A Pandas surprise - NaNs with groupby

Python
Author

Simon R. Steinkamp

Published

April 28, 2020

A Pandas surprise - NaNs and groupby

import pandas as pd
import numpy as np
from pandas.errors import UnsupportedFunctionCall

I figured out something about pandas today, which I was very surprised by. Applying .groupby on a pd.DataFrame automatically ignores NaN values. This is intended behavior, but sometimes you actually want to have some NaN in the data, to check whether your data-frame is correct and to find possible corruptions.

Here is a little example:

# Create a sample Array:
DF = pd.DataFrame.from_dict({'g1': ['a', 'a', 'a', 'a', 'b', 'b', 'b', 'b'], 
                             'g2': ['c', 'c', 'd', 'd', 'c', 'c', 'd', 'd'],
                             'd1': [0, 1, np.nan, 3, 4, 5, 6, 7]})

Averaging the entries in DF, we would expect a NaN in group a, d, but we get 3.0!

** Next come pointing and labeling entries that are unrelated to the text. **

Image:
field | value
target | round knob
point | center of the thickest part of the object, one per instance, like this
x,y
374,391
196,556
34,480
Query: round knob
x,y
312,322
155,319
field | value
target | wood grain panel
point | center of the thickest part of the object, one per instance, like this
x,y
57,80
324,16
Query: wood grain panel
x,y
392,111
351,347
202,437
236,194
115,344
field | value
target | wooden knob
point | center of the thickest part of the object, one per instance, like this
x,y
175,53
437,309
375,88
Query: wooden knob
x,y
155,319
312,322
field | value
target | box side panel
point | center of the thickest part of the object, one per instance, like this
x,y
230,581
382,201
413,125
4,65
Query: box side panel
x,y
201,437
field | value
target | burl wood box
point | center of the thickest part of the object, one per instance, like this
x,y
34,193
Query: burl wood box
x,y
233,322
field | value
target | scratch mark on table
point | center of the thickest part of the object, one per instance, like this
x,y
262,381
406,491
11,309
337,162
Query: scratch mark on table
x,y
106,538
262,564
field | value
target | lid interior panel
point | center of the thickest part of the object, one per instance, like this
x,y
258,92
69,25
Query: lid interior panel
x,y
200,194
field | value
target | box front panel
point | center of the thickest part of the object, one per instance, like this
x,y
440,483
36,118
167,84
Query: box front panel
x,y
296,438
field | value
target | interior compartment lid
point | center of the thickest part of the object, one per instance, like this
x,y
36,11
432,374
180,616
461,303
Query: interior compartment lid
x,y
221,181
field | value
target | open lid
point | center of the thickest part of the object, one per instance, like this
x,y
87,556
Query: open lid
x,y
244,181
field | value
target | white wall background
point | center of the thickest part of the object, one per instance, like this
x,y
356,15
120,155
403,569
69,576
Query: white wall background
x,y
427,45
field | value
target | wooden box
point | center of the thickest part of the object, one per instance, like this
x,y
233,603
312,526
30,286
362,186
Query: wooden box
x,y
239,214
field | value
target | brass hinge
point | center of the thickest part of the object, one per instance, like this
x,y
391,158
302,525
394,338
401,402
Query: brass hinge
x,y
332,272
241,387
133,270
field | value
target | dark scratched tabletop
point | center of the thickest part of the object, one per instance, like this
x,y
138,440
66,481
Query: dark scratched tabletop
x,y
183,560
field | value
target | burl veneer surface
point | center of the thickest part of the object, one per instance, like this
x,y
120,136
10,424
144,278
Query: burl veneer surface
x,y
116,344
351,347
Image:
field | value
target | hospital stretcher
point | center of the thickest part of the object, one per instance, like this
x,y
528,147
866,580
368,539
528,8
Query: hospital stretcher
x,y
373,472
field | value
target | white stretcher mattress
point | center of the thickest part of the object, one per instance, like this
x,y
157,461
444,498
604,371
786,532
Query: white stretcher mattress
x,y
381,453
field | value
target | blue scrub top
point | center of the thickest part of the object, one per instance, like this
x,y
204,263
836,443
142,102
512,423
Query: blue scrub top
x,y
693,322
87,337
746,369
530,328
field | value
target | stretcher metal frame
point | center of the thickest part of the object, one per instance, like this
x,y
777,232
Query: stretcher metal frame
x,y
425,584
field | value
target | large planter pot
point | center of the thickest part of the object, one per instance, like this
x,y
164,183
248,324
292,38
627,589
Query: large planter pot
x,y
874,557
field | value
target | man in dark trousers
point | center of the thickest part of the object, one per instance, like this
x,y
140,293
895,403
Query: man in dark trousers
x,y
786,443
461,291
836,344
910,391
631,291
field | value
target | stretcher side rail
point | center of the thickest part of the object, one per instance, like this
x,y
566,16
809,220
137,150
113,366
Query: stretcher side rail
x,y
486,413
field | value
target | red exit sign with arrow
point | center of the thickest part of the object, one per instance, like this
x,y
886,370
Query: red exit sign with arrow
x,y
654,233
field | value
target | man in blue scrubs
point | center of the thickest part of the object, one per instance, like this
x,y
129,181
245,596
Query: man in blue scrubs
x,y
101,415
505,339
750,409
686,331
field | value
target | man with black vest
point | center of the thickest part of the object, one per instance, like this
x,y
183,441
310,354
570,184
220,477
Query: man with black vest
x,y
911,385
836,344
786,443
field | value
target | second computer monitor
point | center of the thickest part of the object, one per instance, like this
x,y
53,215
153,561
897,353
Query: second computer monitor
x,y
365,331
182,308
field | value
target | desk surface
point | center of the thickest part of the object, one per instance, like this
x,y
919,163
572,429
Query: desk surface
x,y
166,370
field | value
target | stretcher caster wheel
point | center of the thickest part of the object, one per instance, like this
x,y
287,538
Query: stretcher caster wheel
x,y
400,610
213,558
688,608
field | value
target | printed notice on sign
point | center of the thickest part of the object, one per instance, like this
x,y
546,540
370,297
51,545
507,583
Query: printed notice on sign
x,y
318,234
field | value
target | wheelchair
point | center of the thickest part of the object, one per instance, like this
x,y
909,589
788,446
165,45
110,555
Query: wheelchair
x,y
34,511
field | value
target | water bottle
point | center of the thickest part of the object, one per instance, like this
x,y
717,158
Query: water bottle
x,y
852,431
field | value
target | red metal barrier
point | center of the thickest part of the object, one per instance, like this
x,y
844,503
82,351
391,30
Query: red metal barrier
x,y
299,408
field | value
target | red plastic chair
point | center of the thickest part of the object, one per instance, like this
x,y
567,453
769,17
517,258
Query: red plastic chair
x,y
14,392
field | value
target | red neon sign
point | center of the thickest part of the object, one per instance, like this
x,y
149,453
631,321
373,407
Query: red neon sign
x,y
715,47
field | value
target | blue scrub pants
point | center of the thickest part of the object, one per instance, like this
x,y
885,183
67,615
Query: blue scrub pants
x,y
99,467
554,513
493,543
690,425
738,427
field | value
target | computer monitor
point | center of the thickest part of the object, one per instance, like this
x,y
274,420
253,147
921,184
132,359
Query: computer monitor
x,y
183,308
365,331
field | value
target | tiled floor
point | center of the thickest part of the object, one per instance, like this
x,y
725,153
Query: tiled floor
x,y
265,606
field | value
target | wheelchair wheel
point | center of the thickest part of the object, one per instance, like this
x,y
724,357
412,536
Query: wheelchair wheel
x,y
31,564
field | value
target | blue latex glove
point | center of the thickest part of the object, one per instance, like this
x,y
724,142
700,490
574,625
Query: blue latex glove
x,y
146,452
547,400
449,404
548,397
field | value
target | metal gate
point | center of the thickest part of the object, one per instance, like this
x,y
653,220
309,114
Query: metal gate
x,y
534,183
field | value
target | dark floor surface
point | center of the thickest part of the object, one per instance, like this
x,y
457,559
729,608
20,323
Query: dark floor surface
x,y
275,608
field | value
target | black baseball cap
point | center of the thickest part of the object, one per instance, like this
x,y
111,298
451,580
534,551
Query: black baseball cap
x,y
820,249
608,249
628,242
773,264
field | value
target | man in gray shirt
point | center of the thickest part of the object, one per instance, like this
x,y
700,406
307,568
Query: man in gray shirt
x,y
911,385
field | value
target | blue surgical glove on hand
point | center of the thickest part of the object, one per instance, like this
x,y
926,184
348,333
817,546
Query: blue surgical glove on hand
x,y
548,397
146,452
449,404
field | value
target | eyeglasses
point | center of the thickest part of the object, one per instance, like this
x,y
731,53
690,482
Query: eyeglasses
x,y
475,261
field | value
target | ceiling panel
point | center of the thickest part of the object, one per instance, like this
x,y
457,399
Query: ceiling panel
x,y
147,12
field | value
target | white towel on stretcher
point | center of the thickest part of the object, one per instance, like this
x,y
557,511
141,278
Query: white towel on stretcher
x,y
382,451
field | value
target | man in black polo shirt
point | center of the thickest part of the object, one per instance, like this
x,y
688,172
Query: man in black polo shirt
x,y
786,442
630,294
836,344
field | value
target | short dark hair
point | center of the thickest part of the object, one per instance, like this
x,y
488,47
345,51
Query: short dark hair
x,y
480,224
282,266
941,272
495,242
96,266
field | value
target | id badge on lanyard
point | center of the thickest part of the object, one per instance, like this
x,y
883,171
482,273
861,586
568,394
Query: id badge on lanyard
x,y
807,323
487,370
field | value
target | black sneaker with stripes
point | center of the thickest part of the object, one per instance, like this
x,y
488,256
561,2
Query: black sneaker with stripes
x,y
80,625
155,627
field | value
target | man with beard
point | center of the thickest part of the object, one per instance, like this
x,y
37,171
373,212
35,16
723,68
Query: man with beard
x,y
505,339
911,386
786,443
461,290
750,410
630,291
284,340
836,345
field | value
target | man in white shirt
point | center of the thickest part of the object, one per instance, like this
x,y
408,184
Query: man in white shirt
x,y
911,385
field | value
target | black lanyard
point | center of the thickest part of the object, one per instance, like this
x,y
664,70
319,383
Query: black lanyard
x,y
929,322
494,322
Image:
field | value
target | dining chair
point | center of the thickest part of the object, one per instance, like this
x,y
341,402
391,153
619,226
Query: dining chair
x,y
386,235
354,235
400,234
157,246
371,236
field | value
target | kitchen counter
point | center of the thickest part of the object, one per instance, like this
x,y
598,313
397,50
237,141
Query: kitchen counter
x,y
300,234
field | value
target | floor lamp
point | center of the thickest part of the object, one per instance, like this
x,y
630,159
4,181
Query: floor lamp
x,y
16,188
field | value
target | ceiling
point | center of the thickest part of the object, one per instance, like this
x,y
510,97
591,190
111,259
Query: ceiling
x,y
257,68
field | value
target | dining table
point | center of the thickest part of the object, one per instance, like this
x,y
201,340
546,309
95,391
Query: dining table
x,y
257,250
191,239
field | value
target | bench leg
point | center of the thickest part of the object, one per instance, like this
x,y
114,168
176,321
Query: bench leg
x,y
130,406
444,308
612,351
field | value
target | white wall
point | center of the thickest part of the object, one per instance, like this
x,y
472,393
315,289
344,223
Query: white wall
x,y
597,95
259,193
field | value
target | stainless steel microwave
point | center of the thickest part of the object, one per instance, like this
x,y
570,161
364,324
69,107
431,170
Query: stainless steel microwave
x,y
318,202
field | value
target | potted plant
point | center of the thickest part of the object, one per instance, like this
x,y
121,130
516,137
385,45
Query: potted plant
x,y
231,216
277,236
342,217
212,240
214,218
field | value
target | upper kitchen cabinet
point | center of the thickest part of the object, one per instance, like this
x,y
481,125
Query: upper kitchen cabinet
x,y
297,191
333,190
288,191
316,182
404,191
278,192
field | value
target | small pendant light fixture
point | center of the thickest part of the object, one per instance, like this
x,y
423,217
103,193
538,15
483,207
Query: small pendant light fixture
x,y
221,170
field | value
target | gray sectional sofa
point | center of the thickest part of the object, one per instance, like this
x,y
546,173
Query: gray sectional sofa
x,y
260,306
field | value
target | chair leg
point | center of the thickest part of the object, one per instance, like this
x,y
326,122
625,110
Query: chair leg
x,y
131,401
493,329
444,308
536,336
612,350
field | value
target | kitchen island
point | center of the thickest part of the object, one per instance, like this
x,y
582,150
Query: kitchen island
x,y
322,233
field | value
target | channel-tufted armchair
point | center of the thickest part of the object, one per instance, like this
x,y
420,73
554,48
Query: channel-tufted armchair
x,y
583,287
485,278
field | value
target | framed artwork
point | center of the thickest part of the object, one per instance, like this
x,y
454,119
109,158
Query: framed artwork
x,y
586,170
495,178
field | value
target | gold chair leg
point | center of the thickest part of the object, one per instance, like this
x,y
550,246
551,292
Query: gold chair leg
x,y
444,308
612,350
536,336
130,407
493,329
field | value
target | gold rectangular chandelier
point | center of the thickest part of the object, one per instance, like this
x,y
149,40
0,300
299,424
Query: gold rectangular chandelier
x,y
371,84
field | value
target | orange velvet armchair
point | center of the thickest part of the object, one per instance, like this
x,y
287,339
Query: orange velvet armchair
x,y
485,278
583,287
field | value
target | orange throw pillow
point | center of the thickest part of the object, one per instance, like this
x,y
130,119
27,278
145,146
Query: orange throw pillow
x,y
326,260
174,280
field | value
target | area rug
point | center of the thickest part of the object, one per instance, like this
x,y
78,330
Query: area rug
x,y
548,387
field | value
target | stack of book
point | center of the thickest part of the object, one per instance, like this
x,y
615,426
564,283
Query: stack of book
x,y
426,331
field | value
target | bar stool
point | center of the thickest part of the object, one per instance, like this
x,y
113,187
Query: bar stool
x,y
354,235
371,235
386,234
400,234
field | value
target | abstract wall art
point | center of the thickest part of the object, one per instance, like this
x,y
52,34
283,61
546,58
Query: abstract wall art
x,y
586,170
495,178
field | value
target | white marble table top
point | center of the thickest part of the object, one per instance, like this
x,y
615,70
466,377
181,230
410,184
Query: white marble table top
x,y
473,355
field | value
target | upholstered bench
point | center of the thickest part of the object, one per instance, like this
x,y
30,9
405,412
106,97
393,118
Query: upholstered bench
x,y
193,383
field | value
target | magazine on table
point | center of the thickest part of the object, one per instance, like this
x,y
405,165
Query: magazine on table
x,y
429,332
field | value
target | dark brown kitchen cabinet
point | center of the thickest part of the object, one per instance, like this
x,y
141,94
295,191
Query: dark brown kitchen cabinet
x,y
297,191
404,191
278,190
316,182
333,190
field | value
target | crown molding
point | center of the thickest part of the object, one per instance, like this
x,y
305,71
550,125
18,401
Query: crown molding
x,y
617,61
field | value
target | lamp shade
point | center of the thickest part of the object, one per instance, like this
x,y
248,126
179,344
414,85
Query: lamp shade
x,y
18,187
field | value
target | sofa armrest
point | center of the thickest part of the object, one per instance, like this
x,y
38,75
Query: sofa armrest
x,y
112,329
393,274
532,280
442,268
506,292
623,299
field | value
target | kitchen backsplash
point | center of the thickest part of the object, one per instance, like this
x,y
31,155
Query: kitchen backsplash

DF.groupby(['g1', 'g2']).mean()

If you apply pandas .mean() method on a DataFrame you could specify a skipna = False in the function. This, unfortunately doesn’t work after using .groupby.

# This creates an error
try:
    DF.groupby(['g1', 'g2']).mean(skipna=False)
except UnsupportedFunctionCall:
    print('UnsupportedFunctionCall')

I think, I have seen one solution to solve this issue stating that using .apply(np.mean) instead of using .mean() might solve the problem.

However:

DF.groupby(['g1', 'g2']).apply(np.mean)

Calling np.mean causes pandas to bypass the function and calls DF.mean() from pandas with skipna=True! As far as I know, you have to create a new function to solve the issue.

def mean_w_nan(x):
    # Don't forget the np.array call!
    return np.mean(np.array(x))

DF.groupby(['g1', 'g2']).apply(mean_w_nan)

References: